Smalltalk › Pharo › Pharo Smalltalk Users

String replacement

_‹ Previous Topic Next Topic _›

Classic

List

Threaded

4 messages Options

Thomas Worthington-2

String replacement

I've got a string which is the header section of an email. I have a regex
which will split a header field name from its data (ie, "From:
[hidden email]" becomes "From" and "[hidden email]") but some header lines are
long and have been continued by inserting a newline and one or more
spaces. Before splitting the fields I need to undo these continuations by
deleting these combinations of a newline followed by some whitespace.

This would certainly be trivial in Perl or any of the normal Linux regex
engines but I've spent hours on this today, equipped with the PBE2
chapter, and got nowhere.

How do I do this in Pharo?

Thanks,

Thomas

Igor Stasenko

Re: String replacement

On 27 May 2013 18:42, Thomas Worthington <[hidden email]> wrote:

> I've got a string which is the header section of an email.
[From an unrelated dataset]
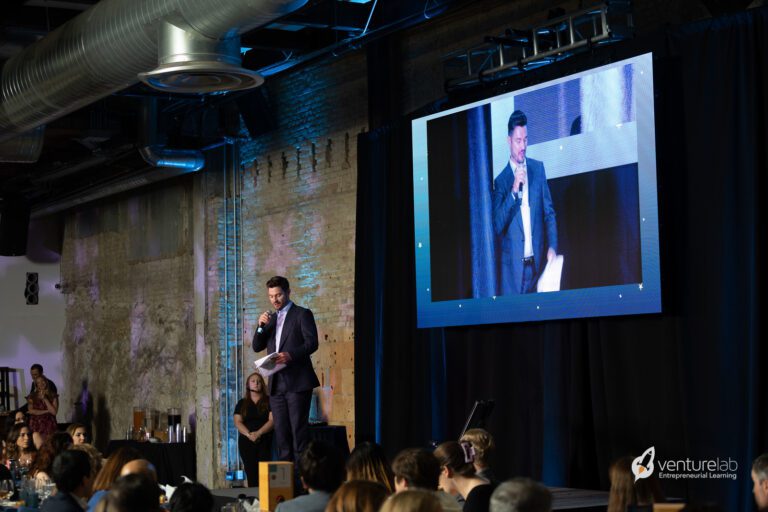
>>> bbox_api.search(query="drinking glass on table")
[37,478,56,504]
[0,479,14,500]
I have a regex
> which will split a header field name from its data (ie, "From:
> [hidden email]" becomes "From" and "[hidden email]") but some header lines are
> long and have been continued by inserting a newline and one or more
> spaces. Before splitting the fields I need to undo these continuations by
> deleting these combinations of a newline followed by some whitespace.
>
> This would certainly be trivial in Perl or any of the normal Linux regex
> engines but I've spent hours on this today, equipped with the PBE2
> chapter, and got nowhere.
>
> How do I do this in Pharo?

trimBlock := [:string |
| lines |
lines := string lines.
lines collect: #trimmed ].

trimBlock value: 'Header1: fooo
Header2: barrr
Header3: zork'

=>
#('Header1: fooo' 'Header2: barrr' 'Header3: zork')

>
> Thanks,
>
> Thomas
>

--
Best regards,
Igor Stasenko.

Sven Van Caekenberghe-2

Re: String replacement

Igor,

I don't think that is what he wants.

Thomas,

You can use the build in ZnHeaders class from the Zinc HTTP Components library/framework:

ZnHeaders readFrom: (String crlf join: 'Foo:1
Bar: foo-
bar
Final:true
Foo: another-foo' lines) readStream.

=> a ZnHeaders('Bar'->'foo- bar' 'Final'->'true' 'Foo'->#('1' 'another-foo') )

Note that ZnHeaders>>#readFrom: expects CRLF delimited lines (line the whole of the internet), while Smalltalk uses CR's, hence the little hack. Your input will probably use CRLF. Note how ZnHeaders handles identical headers, while it joins the foo- and bar.

HTH,

Sven

On 27 May 2013, at 18:52, Igor Stasenko <[hidden email]> wrote:

> On 27 May 2013 18:42, Thomas Worthington <[hidden email]> wrote:
>> I've got a string which is the header section of an email. I have a regex
>> which will split a header field name from its data (ie, "From:
>> [hidden email]" becomes "From" and "[hidden email]") but some header lines are
>> long and have been continued by inserting a newline and one or more
>> spaces. Before splitting the fields I need to undo these continuations by
>> deleting these combinations of a newline followed by some whitespace.
>>
>> This would certainly be trivial in Perl or any of the normal Linux regex
>> engines but I've spent hours on this today, equipped with the PBE2
>> chapter, and got nowhere.
>>
>> How do I do this in Pharo?
>
> trimBlock := [:string |
> | lines |
> lines := string lines.
> lines collect: #trimmed ].
>
> trimBlock value: 'Header1: fooo
> Header2: barrr
> Header3: zork'
>
> =>
> #('Header1: fooo' 'Header2: barrr' 'Header3: zork')
>
>>
>> Thanks,
>>
>> Thomas
>>
>
>
>
> --
> Best regards,
> Igor Stasenko.
>

S Krish

Re: String replacement

In reply to this post by Thomas Worthington-2

* Use the regex in Pharo too. Should be more than adequate for what you seek.

* Create your string parsing code, in the lines of what Igor suggests, extending it for multiple line header fields

* Use other libraries, like Zinc as Sven suggests, there are others similar in other packages, bit contrived and not really what you seek I presume.

On Mon, May 27, 2013 at 10:12 PM, Thomas Worthington <[hidden email]> wrote:

I've got a string which is the header section of an email. I have a regex
which will split a header field name from its data (ie, "From:
[hidden email]" becomes "From" and "[hidden email]") but some header lines are
long and have been continued by inserting a newline and one or more
spaces. Before splitting the fields I need to undo these continuations by
deleting these combinations of a newline followed by some whitespace.

This would certainly be trivial in Perl or any of the normal Linux regex
engines but I've spent hours on this today, equipped with the PBE2
chapter, and got nowhere.

How do I do this in Pharo?

Thanks,

Thomas